Though “The Lost City of Z” predominantly takes place in Amazonia it opens in the throes of aristocracy amidst a British military fox hunt in the forests of Ireland. It is, after all, 1905, when the colonist British empire stretched so far that a boundless world would have nonetheless felt smugly reigned in, which this hunt evokes, so coordinated and regal and still firmly on the grounds of some well-to-do estate, as if the natural world is at Britain’s beck and call. Colonel Percy Fawcett (Charlie Hunnam) looks that imperious part as he bags the prize, confident doing so will earn him the promotion he craves, only to be reminded society’s underpinning is a good name, which his disgraced father long ago negated. So Fawcett seeks to restore his family legacy by turning his back on the disagreeable ordered world, assuming the task of mapping the uncharted border between Brazil and Bolivia, a journey not as much into colonist takeover as the mystic.
That journey begins when he is told to abort his mission. Rather than returning home, however, with his family name still sullied, Fawcett coordinates his own mission to find the source of the Rio Verde, a rafting adventure played less for thrills than slow-burning exhaustion. Not that the end is mere relief, because upon eventually reaching the headwaters he just sort of glides by his mammoth discovery, one which earns him acclaim back home, for another one, finding all manner of artifacts nearby, evidence, he insists, of an El Dorado-ish Lost City of Z, a legend his Amazonian guide has made sound true. That lost city becomes his life’s work as he returns to the Amazon twice more to try and find it, first with a regular team in tow and then, a couple decades later, a team consisting of only him and his oldest boy Jack (Tom Holland as an adult), essentially conscripting his son in his legacy.

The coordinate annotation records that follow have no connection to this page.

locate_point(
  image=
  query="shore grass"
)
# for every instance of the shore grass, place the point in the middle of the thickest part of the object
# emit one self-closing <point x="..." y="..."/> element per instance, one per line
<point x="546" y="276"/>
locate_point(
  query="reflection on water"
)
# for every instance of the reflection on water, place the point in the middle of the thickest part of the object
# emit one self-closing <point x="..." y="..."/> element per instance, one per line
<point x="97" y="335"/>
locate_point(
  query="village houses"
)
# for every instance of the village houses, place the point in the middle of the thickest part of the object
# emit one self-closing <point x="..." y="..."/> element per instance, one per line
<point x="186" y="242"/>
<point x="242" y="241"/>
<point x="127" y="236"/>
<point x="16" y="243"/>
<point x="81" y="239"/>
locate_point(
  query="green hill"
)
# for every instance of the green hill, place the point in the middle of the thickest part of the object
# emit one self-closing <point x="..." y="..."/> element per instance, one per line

Fawcett’s pitch to return centers on the existence of an ancient advanced society he hopes to confirm, which naturally puts him at odds with the stuffy British elite convinced Amazonians were and are strictly savages. That marks Percy’s crusade as something akin to noble, though director James Gray is careful to distort that virtue. Indeed, every subsequent meeting with an Amazonian tribe is tempered by Fawcett hoping these people can shed light on Z, selfishness and selflessness blending, a paradox the movie itself has no desire to solve because it knows it can’t be. And Hunnam’s marvelous performance, such an exemplar of buttoned-up thirst, plays straight to this idea, never more than the address he makes to the Royal Geographic Society, a speechifying scene where he basks in so much newfound attention, evoking earnestness in his defense of the so-called savages but also hell bent on proving his wild claims true.

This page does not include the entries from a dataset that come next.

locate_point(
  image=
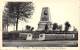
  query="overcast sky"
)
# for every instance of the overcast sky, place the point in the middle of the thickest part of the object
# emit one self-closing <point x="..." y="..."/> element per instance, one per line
<point x="60" y="12"/>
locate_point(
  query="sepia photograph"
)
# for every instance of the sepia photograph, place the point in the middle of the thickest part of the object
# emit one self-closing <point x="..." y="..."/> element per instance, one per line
<point x="29" y="24"/>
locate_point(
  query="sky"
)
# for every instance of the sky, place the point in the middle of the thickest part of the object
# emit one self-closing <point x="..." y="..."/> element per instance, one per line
<point x="60" y="11"/>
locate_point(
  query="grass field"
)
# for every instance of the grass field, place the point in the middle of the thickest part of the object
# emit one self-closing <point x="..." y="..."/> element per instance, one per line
<point x="25" y="43"/>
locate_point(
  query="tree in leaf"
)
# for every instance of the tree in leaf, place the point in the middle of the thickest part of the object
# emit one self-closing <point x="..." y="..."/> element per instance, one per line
<point x="19" y="11"/>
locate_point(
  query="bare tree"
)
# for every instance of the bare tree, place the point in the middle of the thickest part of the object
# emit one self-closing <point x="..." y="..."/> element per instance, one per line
<point x="19" y="11"/>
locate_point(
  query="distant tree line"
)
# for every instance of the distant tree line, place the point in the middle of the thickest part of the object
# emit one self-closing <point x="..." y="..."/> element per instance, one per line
<point x="57" y="27"/>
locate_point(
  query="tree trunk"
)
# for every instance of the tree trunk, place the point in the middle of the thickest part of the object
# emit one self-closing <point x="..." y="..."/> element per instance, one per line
<point x="17" y="24"/>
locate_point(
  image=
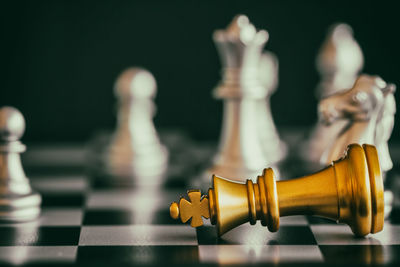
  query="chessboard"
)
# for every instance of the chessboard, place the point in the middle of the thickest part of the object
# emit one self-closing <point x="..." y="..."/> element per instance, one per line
<point x="90" y="225"/>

That impressive dimension is perhaps most brought to light in his home life, the subplot movies of this ilk typically pay little regard to but which Gray paints with great care. Though Fawcett’s wife Nina (Sienna Miller) is often stranded on the edge of the film, seeking a way in but barred from entering the boy’s club, Gray, given the era in which the film is set, makes this rote plot point the point – acutely seen during Percy’s speech when she is barred from entering the floor of the RGS, forcing to remain in the balcony. Though Nina deals with sexism, from her own husband even, played by Hunnam not with a vicious edge but an inborn sense of the way of the world, and confronts it, she is nonetheless consciously written at Percy’s most passionate supporter, pushing him ahead with attitude and words, quoting Kipling as a poetical means of inspiration, stressing the importance of life’s value found in the unknown. In a sense, she is her husband’s co-captain, just marooned on the home front, a depressing double standard that Miller brings home when Nina gives her blessing for Jack to join his father, conveying sadness at letting her son go and sadness that he gets to go.

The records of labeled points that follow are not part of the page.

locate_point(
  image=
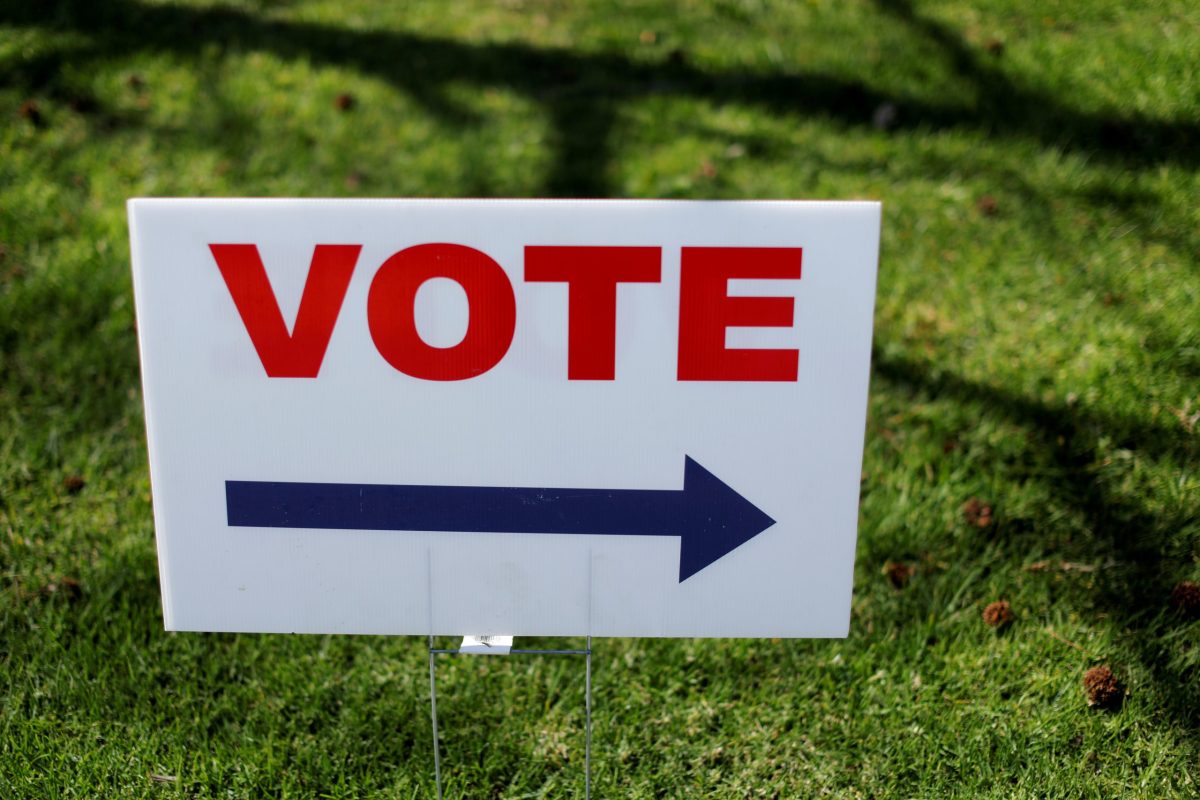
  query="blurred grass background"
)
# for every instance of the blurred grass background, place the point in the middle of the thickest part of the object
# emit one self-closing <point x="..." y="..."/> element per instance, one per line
<point x="1037" y="356"/>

In one astonishing shot, Gray evokes Nina’s longing in the family’s backyard, wherein the sound of wind rippling through a mass of shrubbery momentarily seems to transport the film somewhere else. You feel this too even during the film’s midpoint diversion into WWI where Fawcett served, allowing for an obligatory wartime re-enactment. Alas, this does not pulse with the same life force as the extended sequence’s concluding shot in which Fawcett lays in the dust and gas and sees a canopy of streaming light through trees, foreshadowing the film’s haunting final shot, not to be revealed, in which reality and fantasy blur, the overriding sensation of “The Lost City of Z.”
Though Fawcett’s quest seems readymade for a descent into Herzog-ian madness, Gray resists that route, becoming more wrapped up in the romanticism of his protagonist’s quest, much in the way that author David Grann did in his book on which the film is based. This is not the true life tale of Percy Fawcett; this is a tall tale told with wonder. The film’s denouement, in which Fawcett and his son’s voyage into the wild, never to return, has all the elements of tragedy only to forge an alternate route, beginning with a kind of ceremoniously elegiac trip to Amazonia, an in-advance hero’s welcome. Where once Fawcett’s trip down the Rio Verde was played for pain and suffering, here it is played for serenity, and that is what Hunnam evokes in Fawcett’s final moments on screen – serenity, not regret. In going out to try and find what he is looking for, “The Lost City of Z” intrinsically, movingly suggests that Fawcett has already found it.